Grace's Guide is the leading source of historical information on industry and manufacturing in Britain. This web publication contains 147,919 pages of information and 233,587 images on early companies, their products and the people who designed and built them.

Douglas James Dalgarno

From Graces Guide

James Dalgarno (1890-1944)


1946 Obituary [1]

Major DOUGLAS JAMES DALGARNO. I.E.M.E., was engaged for practically the whole of his professional career in India, where for twenty-seven years he was associated with the firm of Messrs. Marshall, Sons, and Company, engineers, of Gainsborough. He was born in 1890 and received his technical education at Robert Gordon's College, Aberdeen. After serving an apprenticeship under the late Mr. William Jackson and the late Mr. J. R. Dalgarno, of the same city, from 1905 to 1907, he received a further three years' practical training with Messrs. Marshall, Sons, and Company.

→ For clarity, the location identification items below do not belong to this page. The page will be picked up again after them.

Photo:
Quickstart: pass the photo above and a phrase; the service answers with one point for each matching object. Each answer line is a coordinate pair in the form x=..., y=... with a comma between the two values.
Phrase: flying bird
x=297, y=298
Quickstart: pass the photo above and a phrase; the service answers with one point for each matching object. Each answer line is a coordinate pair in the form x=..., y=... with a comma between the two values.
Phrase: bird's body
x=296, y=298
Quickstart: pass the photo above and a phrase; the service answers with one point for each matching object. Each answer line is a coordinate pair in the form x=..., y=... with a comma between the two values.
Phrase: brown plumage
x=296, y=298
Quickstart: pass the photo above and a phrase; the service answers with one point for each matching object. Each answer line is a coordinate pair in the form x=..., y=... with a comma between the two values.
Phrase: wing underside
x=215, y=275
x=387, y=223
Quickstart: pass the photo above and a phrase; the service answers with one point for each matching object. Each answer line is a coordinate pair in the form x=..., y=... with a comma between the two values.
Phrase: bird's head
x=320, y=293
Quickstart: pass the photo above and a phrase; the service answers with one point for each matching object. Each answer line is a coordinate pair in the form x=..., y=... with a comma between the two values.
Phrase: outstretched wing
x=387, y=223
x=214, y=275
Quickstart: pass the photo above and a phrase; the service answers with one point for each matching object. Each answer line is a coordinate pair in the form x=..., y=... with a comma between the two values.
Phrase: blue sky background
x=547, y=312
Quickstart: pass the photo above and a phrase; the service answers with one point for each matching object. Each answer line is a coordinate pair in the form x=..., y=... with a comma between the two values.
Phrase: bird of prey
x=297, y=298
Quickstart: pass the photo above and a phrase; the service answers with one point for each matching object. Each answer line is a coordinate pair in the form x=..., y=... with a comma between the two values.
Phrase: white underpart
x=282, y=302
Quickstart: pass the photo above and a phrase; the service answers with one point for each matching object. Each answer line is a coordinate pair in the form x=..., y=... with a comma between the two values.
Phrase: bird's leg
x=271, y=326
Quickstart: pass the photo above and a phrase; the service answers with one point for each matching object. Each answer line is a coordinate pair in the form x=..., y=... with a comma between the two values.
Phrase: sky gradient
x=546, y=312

In 1910 he was appointed assistant engineer at Messrs. Marshall's branch in Calcutta and four years later was promoted to the position of manager of the Madras branch. On the formation of Messrs. Marshall, Sons, and Company (India), Ltd., in 1919, he joined the board and held the joint appointments of director and manager of the Bombay and Calcutta branches. From 1934 he was a director of Marshall's (Direction), Ltd., and was senior representative in India until he severed his connection with the firm in 1937.

During this long period his responsibilities included the establishment and organization of branches, and the general supervision of agencies for a wide range of engineering products. He was further concerned with the layout and installation of numerous industrial concerns. In 1938 he began a tour of India as representative for various British Engineering firms, but in 1940 he received a commission as captain in the Indian Auxiliary Forces, being later posted to the I.E.M.E., in which corps he was serving at the time of his death, which occurred at Delhi on 8th October 1944.

He was elected an Associate Member of the Institution in 1927.